Behn argued that, due to growing partisanship, abortion and cultural issues often dominate legislative attention, while economic concerns, such as Tennessee’s grocery tax, remain unresolved. “You are entering an era and a terrain of deep politicization,” she said to students.
She urged them to focus their energy on human rights legislation in Tennessee and the broader South, including by testifying on pending legislation. She emphasized that the legal and political developments in the state hold national significance and often serve as a testing ground for policies that are later implemented elsewhere. “As the South goes, so does the nation,” she said, quoting W.E.B. Du Bois.
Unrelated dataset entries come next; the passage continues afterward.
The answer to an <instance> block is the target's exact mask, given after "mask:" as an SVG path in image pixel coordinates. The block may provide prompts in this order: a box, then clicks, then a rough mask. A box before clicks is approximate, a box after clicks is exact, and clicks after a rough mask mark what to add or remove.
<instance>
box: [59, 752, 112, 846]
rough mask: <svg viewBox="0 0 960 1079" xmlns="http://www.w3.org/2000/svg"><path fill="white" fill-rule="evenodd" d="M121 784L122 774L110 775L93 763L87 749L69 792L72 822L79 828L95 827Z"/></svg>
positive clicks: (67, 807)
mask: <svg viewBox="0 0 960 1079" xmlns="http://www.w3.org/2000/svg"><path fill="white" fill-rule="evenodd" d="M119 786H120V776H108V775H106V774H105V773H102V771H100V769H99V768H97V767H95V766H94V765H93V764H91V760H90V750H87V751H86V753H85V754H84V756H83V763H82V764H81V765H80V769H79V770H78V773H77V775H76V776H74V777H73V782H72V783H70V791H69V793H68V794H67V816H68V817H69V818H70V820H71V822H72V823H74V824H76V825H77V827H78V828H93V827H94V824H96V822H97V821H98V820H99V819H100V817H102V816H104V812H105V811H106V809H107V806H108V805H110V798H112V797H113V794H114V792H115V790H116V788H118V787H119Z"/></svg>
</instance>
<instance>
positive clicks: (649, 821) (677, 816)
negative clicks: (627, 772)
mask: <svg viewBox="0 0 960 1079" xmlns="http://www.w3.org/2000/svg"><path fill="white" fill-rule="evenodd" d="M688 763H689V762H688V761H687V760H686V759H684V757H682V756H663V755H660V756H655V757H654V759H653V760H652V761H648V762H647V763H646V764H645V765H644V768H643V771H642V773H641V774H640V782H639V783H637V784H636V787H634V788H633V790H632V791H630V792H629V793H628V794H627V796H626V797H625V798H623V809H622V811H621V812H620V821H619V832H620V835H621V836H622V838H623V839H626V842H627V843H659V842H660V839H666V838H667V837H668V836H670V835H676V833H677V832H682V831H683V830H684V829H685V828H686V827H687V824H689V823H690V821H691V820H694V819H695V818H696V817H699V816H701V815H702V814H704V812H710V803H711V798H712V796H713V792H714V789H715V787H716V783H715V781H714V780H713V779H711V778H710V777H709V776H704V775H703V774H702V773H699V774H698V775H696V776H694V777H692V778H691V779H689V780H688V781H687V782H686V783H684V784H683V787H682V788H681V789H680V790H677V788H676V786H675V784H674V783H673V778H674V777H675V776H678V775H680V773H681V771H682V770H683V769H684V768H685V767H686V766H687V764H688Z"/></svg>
Behn described her political career as rooted in lobbying, community organizing, and running electoral campaign strategies that translate grassroots momentum into legislative change. She initiated legislation challenging Tennessee’s grocery tax and is campaigning to amend the Tennessee State Constitution to include the Equal Rights Amendment. She encouraged students to take a long-term approach to legal advocacy, emphasizing the need to develop training across disciplines in order to address issues such as reproductive rights.
“Politics is local, but our struggle is global,” she concluded. “For those who want to get involved with reproduction, you’re going to have to know how to organize. You’re going to have to know how to lobby, and you’re going to have to know the law,” she said.